Keukenhof, dünyanın en büyük çiçek bahçelerinden birisi . Yaklaşık olarak 7 milyon çiçek soğanı olduğu biliniyor ve yaklaşık olarak 32 hektar ( 79 dönüm ) alanı bulunuyor. İlk kez 1949 yılında kurulmuş olan bahçe, Amsterdam yakınlarında ki Lisse'de açılan bahçe daha sonra lalenin bin türlüsü ile değişik çiçeklerin ekildiği ve bir anlamda açık hava lale müzesi görünümde adeta. Her yıl mart ayının son haftasından mayıs sonuna kadar açık kalan Keukenhof, aynı zamanda dünyanın en büyük çiçek bahçesi konumunda. ‘Yeryüzündeki cennet’ olarak tanımlanan 32 hektar büyüklüğündeki bahçeyi ziyaret edenlerin sayısı yıllık ortalama 800 bin.11. yüzyıldan beri Türkler tarafından yetiştirilen laleler, 16. yüzyılda batılı seyyahların Osmanlı İmparatorluğu’na yaptıkları ziyaretlerle Avrupa’ya taşınmaya başlamış. Kanuni Sultan Süleyman’ın büyükelçisi De Busbecq, Hollandalı botanikçi Carolus Clusius’a ilk lale soğanlarını hediye etmiş. Bahçede Kanuni Sultan Süleyman’la ilgili tabela ve bilgiler mevcut.
Toskana- İtalya
Toskana , İtalyanın ilk özerklik verilmiş 20 bölgesinden birisi.
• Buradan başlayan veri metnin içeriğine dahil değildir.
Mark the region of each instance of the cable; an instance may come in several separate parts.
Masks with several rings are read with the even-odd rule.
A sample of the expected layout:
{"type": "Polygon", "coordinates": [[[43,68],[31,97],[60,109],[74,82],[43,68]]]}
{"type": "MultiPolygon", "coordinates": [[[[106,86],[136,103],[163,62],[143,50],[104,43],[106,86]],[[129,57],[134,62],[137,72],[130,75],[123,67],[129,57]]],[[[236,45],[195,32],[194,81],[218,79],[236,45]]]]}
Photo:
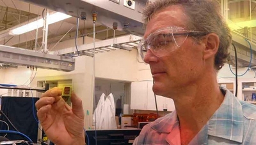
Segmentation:
{"type": "MultiPolygon", "coordinates": [[[[36,121],[38,124],[40,124],[40,121],[36,119],[36,117],[35,113],[34,96],[33,96],[33,92],[32,92],[31,88],[30,88],[30,91],[31,92],[31,95],[32,95],[32,110],[33,110],[33,116],[34,116],[34,118],[35,118],[35,120],[36,120],[36,121]]],[[[42,132],[43,130],[42,130],[42,129],[39,127],[39,125],[38,125],[38,129],[42,132]]]]}
{"type": "Polygon", "coordinates": [[[15,127],[14,127],[13,124],[12,123],[12,121],[9,120],[9,118],[6,116],[6,115],[4,114],[4,113],[3,113],[2,111],[2,110],[0,109],[0,113],[1,114],[2,114],[4,117],[5,118],[5,119],[7,120],[7,121],[9,122],[9,123],[11,125],[11,126],[17,132],[19,132],[19,130],[17,128],[16,128],[15,127]]]}
{"type": "Polygon", "coordinates": [[[36,67],[36,72],[35,73],[34,77],[33,78],[32,80],[30,81],[30,83],[27,86],[29,85],[32,83],[32,81],[34,80],[35,78],[36,77],[36,72],[37,72],[37,67],[36,67]]]}
{"type": "Polygon", "coordinates": [[[28,136],[26,135],[25,134],[24,134],[20,132],[16,132],[16,131],[13,131],[13,130],[0,130],[0,134],[13,134],[20,135],[20,136],[23,137],[24,139],[27,139],[28,141],[33,142],[32,140],[28,136]]]}
{"type": "Polygon", "coordinates": [[[79,18],[76,18],[76,37],[75,37],[75,45],[76,51],[77,52],[77,55],[79,56],[79,52],[78,52],[77,45],[77,39],[78,36],[78,29],[79,27],[79,18]]]}
{"type": "MultiPolygon", "coordinates": [[[[4,121],[3,120],[0,120],[0,122],[4,123],[7,126],[7,130],[9,130],[9,125],[8,125],[8,123],[6,121],[4,121]]],[[[7,134],[4,137],[5,137],[6,135],[7,135],[7,134]]]]}
{"type": "Polygon", "coordinates": [[[43,20],[44,20],[44,11],[45,11],[45,8],[43,10],[43,11],[42,11],[42,17],[43,18],[43,20]]]}
{"type": "Polygon", "coordinates": [[[89,136],[88,135],[88,134],[86,133],[86,130],[85,130],[84,128],[84,130],[85,135],[87,137],[87,141],[88,141],[87,142],[88,142],[88,145],[90,145],[89,136]]]}
{"type": "Polygon", "coordinates": [[[92,11],[92,16],[93,18],[93,98],[94,98],[94,111],[95,111],[95,144],[97,144],[97,126],[96,126],[96,90],[95,90],[95,23],[97,20],[97,12],[96,11],[92,11]]]}
{"type": "Polygon", "coordinates": [[[236,46],[232,43],[234,49],[235,50],[235,58],[236,58],[236,92],[235,96],[237,97],[237,88],[238,88],[238,81],[237,81],[237,53],[236,51],[236,46]]]}
{"type": "Polygon", "coordinates": [[[31,78],[31,77],[32,77],[33,73],[34,73],[34,70],[32,71],[31,75],[30,75],[29,78],[28,79],[28,80],[23,84],[23,85],[25,85],[25,84],[27,83],[28,81],[29,80],[30,80],[30,79],[31,78]]]}
{"type": "MultiPolygon", "coordinates": [[[[248,41],[248,39],[244,39],[244,40],[245,41],[246,41],[248,43],[248,44],[249,44],[249,46],[250,46],[250,52],[251,52],[251,55],[250,55],[250,63],[249,63],[249,66],[248,66],[248,69],[247,69],[247,70],[245,71],[245,72],[244,73],[243,73],[243,74],[241,74],[241,75],[238,75],[237,74],[237,76],[244,76],[246,73],[247,73],[247,72],[249,71],[249,69],[250,69],[250,68],[251,67],[251,64],[252,64],[252,45],[251,45],[251,43],[249,42],[249,41],[248,41]]],[[[234,46],[234,45],[233,45],[233,46],[234,46]]],[[[234,74],[234,72],[233,72],[233,71],[232,71],[232,70],[231,69],[231,67],[230,67],[230,64],[228,64],[228,66],[229,66],[229,69],[230,70],[230,71],[231,71],[231,72],[234,75],[234,76],[236,76],[236,74],[234,74]]]]}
Manzarası, doğası ve güzel sanatlara ait olan miras yönüyle tanınır bilhassa. Bahlar aylarında ziyaret edilebilecek en güzel yerlerden birisi de burası. Özellikle, Roseto Botanico Carla Fineschi botanik bahçesi görülmeden gidilmeyecek yerlerden birisi. Dünyanın her yerinden yaklaşık olarak  1967 tür gül bulunuyor. 
Giverny, France
Ressamlara ilham kaynağı olan  Fransa’nın n güzel köylerinden biri Giverny. Fransız ressam Claude Monet, 50 yaşında, ününün doruğunda Paris’e 80 kilometre uzaklıktaki Giverny’de bir kır evi inşa ettirmiş. Sekiz dönümlük bahçesini yapay göl ve çiçeklerle cennete dönüştürdü. 36 yıl boyunca pek çok tablosunu burada yaptı. Ölümünden sonra Fransız Akademisi’ne bağışlanan ev 1980’den bu yana ziyarete açık. Yıl boyunca resim ve doğa meraklılarının akınına uğruyor.

Empresyonizm akımının öncülerinden Claude  Monet  o zamanlar küçücük bir köy olan Giverny’i  bir tren yolculuğu sırasında  pencereden bakarken keşfetmiş.  Hemen bir ev kiralayıp, büyük ailesiyle köye yerleşmiş. Ardından da köyü o kadar  sevmiş ki, oturduğu evi satın almış.  43 yıl burada  yaşamış. Monet’nin ilham perisi yıllar boyunca evi, bahçesi ve Giverny ( Jiverni okunuyor) köyü olmuş. Giverny’i üne kavuşturan Monet. Ama ardından diğer ressamlar da buraya akın etmişler;  Seine Vadisi’nin ışığı onları pervaneler gibi kendine çekmiş. Monet’nin şimdi bir müze olan evi ve bahçesi sayesinde her yıl 500 binden fazla  turist çekiyor köy. Normandiya’nın bu  yöresinin size  sunduğu başka  şeyler de var:  Göz kamaştıran   şatolar, değirmenler, muhteşem  bahçeler, sanat galerileri. Monet’nin  keşfettiği yıllarda  köyde o zamanlar 300 kadar çiftçi-köylü yaşıyormuş. 

Giverny’ye nasıl gidilir? 
Giverny Paris’in 75 km. batısında. Tren tercih edebilirsiniz ayrıca tren  istasyonlarından  kalkan otobüslerle de ulaşabilirsiniz.

Not: Resimler alıntıdır, kafeinli gezgin'e ait değildir.